Volver a casa
LE digo que, siempre que pueda, vuelva acompañada; que prefiero que venga más tarde a que vuelva sola. Que si no, que me llame. Que no importa la hora que sea, que salgo a buscarla. Que no quiero que nadie le dé un susto, que ya sé que las calles de esta ciudad son seguras y que no vivimos en el salvaje oeste pero que yo me quedo más tranquila. Y ella también.
Puede ser un comentario, un gesto, una mirada y nuestro corazón se acelera. Salir de trabajar de madrugada, volver a casa tras una noche de fiesta, caminar con miedo y con ansiedad cuando tras cruzar una calle sentimos a alguien caminar unos metros por detrás. Aceleramos el paso y parece que nuestro temporal acompañante también aligera la marcha. Nos volvemos con cautela y comprobamos que es otra mujer con la que compartimos una mirada y ocultamos un gesto de alivio. Una escena demasiado habitual para ellas que pasa desapercibida para ellos. Un miedo con el que nos hemos acostumbrado a vivir, que es habitual, cotidiano. Un temor que se queda incrustado, que se aprende.
Porque se lo recordamos cada vez que tienen que salir a deshoras, porque nos lo recordamos cada vez que enfilamos solas esas últimas calles camino de nuestro destino. Cada vez que frente a nuestra casa no damos con la llave para abrir el portal; cada vez que tenemos que bajar a coger el coche de ese garaje donde se nos ocurrió aparcarlo. Con prevención, con angustia por lo que nos pueda pasar aunque nunca nos haya pasado nada.

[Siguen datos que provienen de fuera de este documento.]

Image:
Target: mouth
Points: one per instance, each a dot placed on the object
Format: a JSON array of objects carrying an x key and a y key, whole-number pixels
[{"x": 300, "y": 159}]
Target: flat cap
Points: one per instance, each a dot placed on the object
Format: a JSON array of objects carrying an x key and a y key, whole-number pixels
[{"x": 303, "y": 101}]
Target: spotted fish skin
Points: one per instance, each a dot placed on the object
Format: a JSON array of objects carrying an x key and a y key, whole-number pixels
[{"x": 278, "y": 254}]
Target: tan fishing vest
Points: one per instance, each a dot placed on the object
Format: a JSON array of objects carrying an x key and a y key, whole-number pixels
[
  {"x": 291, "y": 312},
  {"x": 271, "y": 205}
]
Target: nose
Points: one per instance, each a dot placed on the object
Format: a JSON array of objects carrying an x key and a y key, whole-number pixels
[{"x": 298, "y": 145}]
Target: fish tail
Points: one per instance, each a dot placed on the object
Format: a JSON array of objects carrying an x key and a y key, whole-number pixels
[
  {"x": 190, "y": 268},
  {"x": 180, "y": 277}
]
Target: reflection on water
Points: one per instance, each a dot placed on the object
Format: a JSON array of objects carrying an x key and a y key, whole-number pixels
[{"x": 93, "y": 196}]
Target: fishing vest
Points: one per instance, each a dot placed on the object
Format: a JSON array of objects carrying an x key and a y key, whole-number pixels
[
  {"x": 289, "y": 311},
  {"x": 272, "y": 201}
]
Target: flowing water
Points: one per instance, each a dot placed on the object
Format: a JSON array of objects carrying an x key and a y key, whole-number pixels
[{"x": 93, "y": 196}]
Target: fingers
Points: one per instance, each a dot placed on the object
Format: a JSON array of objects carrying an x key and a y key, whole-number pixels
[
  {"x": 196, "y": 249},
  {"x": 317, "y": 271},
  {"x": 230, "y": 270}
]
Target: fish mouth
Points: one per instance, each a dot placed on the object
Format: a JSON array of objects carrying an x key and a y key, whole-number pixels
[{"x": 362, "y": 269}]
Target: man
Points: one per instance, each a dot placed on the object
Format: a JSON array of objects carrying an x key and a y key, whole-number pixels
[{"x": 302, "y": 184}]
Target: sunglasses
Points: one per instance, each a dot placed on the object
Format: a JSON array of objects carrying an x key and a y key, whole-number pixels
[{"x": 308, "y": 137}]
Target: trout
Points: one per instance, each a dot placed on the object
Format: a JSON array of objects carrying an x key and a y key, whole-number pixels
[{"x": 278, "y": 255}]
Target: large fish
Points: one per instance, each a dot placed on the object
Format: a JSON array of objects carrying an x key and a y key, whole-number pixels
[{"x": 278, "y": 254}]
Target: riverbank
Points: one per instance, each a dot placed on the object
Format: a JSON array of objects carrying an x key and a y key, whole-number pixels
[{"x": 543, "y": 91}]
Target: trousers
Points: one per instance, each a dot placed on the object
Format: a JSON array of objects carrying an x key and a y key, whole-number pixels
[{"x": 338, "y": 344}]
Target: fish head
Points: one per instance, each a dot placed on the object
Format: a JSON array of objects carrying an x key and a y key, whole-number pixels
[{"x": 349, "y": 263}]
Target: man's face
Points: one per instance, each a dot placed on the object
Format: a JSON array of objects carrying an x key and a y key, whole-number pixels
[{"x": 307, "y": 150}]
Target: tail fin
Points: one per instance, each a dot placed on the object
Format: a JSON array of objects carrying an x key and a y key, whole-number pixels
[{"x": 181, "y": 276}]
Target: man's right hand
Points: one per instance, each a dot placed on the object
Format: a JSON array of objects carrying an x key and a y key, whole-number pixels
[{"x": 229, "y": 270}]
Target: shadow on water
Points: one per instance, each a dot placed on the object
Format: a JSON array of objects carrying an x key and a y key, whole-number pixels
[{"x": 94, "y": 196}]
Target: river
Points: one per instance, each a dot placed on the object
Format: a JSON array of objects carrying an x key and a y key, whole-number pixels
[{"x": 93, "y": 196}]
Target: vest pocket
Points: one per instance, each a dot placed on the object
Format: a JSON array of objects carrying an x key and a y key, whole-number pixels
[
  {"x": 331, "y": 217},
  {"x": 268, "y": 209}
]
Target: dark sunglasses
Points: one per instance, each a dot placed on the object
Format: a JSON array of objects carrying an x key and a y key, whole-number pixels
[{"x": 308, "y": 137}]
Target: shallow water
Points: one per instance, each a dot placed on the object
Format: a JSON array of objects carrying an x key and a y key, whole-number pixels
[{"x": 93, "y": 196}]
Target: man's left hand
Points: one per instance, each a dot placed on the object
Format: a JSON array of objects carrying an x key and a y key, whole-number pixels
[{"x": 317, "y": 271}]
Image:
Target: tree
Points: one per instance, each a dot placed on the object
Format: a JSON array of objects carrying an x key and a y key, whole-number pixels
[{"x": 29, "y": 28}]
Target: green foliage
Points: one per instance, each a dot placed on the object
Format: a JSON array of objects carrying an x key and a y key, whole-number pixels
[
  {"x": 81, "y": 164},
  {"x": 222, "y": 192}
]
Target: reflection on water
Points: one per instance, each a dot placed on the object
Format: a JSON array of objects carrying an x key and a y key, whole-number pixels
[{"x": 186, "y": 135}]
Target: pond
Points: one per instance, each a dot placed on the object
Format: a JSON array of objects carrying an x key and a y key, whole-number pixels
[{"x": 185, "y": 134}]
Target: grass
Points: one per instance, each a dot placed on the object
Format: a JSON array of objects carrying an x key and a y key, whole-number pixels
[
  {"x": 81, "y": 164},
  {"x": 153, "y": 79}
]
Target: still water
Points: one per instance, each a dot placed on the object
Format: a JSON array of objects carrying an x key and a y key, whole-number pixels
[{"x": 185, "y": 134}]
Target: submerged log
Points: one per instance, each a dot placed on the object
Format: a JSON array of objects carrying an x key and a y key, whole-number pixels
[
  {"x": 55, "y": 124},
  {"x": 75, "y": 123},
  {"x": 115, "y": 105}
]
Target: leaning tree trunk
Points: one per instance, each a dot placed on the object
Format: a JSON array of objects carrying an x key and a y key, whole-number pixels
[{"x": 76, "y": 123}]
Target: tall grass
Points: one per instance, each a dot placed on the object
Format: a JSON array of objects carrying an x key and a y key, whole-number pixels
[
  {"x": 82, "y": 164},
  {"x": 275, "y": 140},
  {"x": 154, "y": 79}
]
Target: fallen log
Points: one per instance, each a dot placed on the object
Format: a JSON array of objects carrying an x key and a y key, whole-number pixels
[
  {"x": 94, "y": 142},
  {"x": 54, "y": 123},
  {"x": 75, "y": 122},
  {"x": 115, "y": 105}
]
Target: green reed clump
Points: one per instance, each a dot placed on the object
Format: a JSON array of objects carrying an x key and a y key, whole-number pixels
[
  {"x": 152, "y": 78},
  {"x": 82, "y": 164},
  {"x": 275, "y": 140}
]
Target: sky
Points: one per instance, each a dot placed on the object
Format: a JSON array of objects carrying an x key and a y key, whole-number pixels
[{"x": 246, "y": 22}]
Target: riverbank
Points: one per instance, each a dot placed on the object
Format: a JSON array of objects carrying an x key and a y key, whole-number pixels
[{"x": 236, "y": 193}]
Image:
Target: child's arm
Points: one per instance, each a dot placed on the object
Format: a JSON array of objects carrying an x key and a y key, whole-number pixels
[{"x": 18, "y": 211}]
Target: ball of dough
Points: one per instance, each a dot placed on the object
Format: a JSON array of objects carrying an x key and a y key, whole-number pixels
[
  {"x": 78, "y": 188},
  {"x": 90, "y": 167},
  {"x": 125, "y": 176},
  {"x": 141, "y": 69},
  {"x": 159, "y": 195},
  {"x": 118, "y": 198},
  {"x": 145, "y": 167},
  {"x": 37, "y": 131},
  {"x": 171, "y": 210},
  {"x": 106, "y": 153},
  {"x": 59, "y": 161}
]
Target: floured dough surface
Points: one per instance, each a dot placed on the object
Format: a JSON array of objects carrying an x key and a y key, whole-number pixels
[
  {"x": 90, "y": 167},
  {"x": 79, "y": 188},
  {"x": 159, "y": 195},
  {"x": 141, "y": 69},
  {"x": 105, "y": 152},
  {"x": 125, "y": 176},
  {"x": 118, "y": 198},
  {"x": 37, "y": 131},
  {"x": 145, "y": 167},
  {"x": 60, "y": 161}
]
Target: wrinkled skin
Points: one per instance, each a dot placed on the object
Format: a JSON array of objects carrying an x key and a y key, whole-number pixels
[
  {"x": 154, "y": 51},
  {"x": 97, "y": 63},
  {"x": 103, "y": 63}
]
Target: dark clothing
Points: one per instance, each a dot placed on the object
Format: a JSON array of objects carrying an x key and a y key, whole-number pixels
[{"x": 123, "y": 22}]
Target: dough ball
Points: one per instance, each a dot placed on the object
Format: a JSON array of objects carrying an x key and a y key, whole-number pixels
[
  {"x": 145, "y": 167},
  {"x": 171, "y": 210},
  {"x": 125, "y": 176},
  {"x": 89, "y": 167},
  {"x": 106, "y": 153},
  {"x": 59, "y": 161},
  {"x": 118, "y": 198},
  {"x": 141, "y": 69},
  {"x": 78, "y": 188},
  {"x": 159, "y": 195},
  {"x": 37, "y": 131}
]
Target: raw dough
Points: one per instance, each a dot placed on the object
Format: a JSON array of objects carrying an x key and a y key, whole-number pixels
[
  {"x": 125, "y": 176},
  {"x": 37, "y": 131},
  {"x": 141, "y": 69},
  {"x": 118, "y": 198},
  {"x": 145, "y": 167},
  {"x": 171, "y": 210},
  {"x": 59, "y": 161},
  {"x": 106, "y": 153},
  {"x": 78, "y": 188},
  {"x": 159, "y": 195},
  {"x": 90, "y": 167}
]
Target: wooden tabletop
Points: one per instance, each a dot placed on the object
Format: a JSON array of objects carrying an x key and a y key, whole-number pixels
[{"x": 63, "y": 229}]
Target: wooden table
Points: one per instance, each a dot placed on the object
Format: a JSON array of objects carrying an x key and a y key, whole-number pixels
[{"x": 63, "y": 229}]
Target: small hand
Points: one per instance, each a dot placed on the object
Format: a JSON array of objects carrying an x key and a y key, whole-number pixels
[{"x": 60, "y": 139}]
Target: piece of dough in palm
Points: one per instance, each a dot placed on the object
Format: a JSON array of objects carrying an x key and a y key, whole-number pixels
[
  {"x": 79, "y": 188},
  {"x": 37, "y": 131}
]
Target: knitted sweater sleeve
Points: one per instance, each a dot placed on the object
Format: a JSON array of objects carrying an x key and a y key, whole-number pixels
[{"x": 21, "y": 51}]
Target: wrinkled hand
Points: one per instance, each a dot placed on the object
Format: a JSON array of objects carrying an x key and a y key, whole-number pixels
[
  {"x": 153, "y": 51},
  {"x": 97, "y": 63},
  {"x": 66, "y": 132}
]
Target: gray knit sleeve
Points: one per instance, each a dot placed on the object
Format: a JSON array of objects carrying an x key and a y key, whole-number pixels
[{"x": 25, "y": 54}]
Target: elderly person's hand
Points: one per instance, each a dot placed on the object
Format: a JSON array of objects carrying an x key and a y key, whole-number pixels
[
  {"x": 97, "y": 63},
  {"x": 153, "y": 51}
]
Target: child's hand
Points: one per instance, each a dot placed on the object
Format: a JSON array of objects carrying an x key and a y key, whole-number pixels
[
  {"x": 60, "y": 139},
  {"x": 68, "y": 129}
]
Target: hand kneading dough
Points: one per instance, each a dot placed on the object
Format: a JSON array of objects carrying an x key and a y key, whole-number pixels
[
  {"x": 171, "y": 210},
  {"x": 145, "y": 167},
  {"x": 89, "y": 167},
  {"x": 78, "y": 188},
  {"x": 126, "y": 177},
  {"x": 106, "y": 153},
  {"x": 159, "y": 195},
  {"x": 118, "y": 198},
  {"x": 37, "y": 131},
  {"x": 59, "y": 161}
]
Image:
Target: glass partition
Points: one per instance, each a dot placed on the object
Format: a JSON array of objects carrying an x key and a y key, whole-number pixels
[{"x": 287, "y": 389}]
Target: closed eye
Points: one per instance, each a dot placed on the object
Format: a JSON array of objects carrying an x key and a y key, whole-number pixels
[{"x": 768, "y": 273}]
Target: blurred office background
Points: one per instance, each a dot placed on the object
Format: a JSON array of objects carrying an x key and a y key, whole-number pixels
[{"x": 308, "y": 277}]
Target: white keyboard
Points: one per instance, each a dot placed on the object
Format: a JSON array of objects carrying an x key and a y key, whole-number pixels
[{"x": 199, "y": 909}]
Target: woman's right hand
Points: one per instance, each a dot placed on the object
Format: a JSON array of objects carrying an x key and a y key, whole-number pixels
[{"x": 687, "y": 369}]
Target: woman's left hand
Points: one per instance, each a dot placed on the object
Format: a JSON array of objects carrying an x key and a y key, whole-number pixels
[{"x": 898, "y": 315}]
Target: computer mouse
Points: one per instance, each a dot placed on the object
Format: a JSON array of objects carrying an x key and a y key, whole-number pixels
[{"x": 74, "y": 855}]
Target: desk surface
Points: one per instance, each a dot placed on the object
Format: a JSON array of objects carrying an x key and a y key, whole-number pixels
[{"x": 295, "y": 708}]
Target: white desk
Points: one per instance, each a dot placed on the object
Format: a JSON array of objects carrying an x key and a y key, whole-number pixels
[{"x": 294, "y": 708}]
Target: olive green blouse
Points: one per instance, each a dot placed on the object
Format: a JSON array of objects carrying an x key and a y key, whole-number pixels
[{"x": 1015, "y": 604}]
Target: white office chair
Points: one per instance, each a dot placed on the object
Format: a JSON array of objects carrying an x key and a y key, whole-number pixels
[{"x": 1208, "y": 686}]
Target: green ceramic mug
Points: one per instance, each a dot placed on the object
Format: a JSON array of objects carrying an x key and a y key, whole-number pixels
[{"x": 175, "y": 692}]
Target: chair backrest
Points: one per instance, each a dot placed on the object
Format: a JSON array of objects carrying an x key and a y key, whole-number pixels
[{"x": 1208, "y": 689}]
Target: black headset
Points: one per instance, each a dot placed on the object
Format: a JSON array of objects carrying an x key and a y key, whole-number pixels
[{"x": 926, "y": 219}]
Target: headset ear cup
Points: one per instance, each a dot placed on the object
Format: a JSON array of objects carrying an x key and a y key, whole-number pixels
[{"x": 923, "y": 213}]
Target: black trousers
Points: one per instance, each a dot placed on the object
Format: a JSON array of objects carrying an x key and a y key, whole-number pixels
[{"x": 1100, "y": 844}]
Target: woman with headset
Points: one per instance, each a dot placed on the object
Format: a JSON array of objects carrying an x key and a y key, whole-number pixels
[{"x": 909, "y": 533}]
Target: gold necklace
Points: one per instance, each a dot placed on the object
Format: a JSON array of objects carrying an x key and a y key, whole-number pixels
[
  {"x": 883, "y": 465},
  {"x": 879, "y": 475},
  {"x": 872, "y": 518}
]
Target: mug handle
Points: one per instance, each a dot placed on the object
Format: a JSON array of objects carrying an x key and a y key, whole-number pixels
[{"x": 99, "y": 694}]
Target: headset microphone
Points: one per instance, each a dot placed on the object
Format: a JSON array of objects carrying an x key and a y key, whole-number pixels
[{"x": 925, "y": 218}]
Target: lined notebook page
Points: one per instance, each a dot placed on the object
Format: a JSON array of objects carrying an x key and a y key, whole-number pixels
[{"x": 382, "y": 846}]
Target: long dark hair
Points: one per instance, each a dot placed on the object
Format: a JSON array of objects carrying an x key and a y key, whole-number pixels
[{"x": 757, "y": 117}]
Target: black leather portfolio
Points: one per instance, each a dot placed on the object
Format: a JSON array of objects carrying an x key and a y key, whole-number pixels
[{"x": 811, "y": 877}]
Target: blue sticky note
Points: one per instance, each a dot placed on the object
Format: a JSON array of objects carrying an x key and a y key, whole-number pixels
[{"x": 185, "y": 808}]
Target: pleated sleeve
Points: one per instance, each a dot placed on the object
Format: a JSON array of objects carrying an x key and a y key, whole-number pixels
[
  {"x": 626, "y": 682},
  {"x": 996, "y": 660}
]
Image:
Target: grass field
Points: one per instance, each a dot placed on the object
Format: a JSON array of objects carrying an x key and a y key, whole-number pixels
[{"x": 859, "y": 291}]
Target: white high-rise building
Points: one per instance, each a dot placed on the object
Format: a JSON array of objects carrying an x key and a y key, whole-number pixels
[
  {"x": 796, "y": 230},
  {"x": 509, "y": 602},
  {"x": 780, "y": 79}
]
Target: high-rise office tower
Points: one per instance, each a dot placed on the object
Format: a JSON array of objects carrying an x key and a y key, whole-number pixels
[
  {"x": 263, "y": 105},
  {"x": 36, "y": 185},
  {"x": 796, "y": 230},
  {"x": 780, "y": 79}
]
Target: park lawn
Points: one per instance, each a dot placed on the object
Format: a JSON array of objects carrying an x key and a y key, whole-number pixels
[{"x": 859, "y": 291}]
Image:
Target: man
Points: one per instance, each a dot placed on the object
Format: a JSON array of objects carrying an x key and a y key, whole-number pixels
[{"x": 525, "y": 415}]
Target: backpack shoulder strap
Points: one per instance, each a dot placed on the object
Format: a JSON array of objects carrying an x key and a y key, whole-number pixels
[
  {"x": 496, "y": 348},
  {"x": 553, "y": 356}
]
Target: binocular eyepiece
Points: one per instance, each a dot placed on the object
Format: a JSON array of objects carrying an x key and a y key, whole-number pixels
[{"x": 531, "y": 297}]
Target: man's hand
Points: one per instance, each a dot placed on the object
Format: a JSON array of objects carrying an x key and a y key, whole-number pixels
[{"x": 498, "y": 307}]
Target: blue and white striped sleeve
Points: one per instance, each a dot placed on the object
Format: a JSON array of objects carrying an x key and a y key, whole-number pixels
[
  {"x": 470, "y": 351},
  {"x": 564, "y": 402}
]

Somos iguales, sí; tenemos los mismos derechos, sí. Pero a mí me sigue preocupando que ellas tengan que andar solas por ahí cuando ya ha anochecido o cuando todavía no ha amanecido y sigo sintiendo un cierto desasosiego, un no sé qué, cada vez que a esas horas tengo que atravesar las calles de una ciudad. A nosotras nos pasa, ¿y a vosotros?